Thanks to more than 100 respondents on, Twitter, and AskWoody on Facebook, I've been able to piece together the information that Microsoft somehow neglected to give us.

It looks like most Windows 7 and 8.1 Home and Pro PCs received the patch in Windows Update on Tuesday afternoon. (Enterprise didn't get it, as before.) Some systems have it listed among the Optional patches in Windows Update and others as Important -- with no clear reason for the distinction. The description of the patch (in the right pane if you click on the Windows Update entry) says it's a "Recommended Update."

For those who have the Windows Update settings box marked "Give me recommended updates the same way I receive important updates" unchecked, the entry in Windows Update appears italicized. (I always wondered what turned the WU entries italicized.)
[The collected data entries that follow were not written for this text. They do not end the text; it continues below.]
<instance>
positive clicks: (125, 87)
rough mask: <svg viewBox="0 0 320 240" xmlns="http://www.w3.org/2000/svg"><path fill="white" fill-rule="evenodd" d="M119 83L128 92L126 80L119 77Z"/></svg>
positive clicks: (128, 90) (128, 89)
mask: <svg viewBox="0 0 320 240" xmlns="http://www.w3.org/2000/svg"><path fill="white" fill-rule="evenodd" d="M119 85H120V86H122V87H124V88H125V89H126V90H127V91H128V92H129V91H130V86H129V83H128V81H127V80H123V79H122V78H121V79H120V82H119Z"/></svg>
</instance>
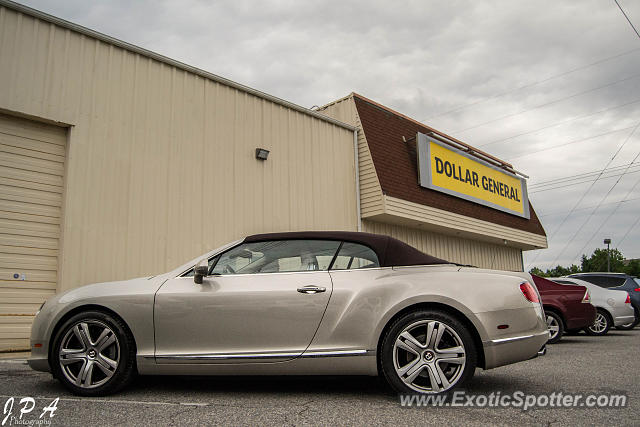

I've seen only rare reports that the patch in Windows Update is "checked" -- that is, KB 3035583 will install for those who have "Install updates automatically (recommended)" or "Download updates but let me choose whether to install them" chosen as the Important updates installation option.

Josh Mayfield, the developer behind GWX Control Panel, wrote to me and said:

I installed it and didn't see any problematic differences. Still honors DisableGwx and didn't install any new background tasks. I did notice that the GWX "version" value changed from 5 to 6, but I'm not seeing any new symptoms/behaviors.

As I explained in January, running KB 3035583 creates a new GWX folder with five programs in it, and it starts seven processes in Task Scheduler. The DisableGWX entry only prevents the Get Windows 10 icon from appearing in the system folder; it doesn't disable GWX in any other way.

Uninstalling KB 3035583 doesn't uninstall the GWX subsystem, nor does it delete any files that Microsoft may have preloaded on your PC.

Then, as now, the only reasonable way to wipe out the Get Windows 10 subsystem is by running Mayfield's GWX Control Panel.

More stealthy programs dropped on paying customers' PCs -- how could anyone trust Microsoft after this GWX debacle?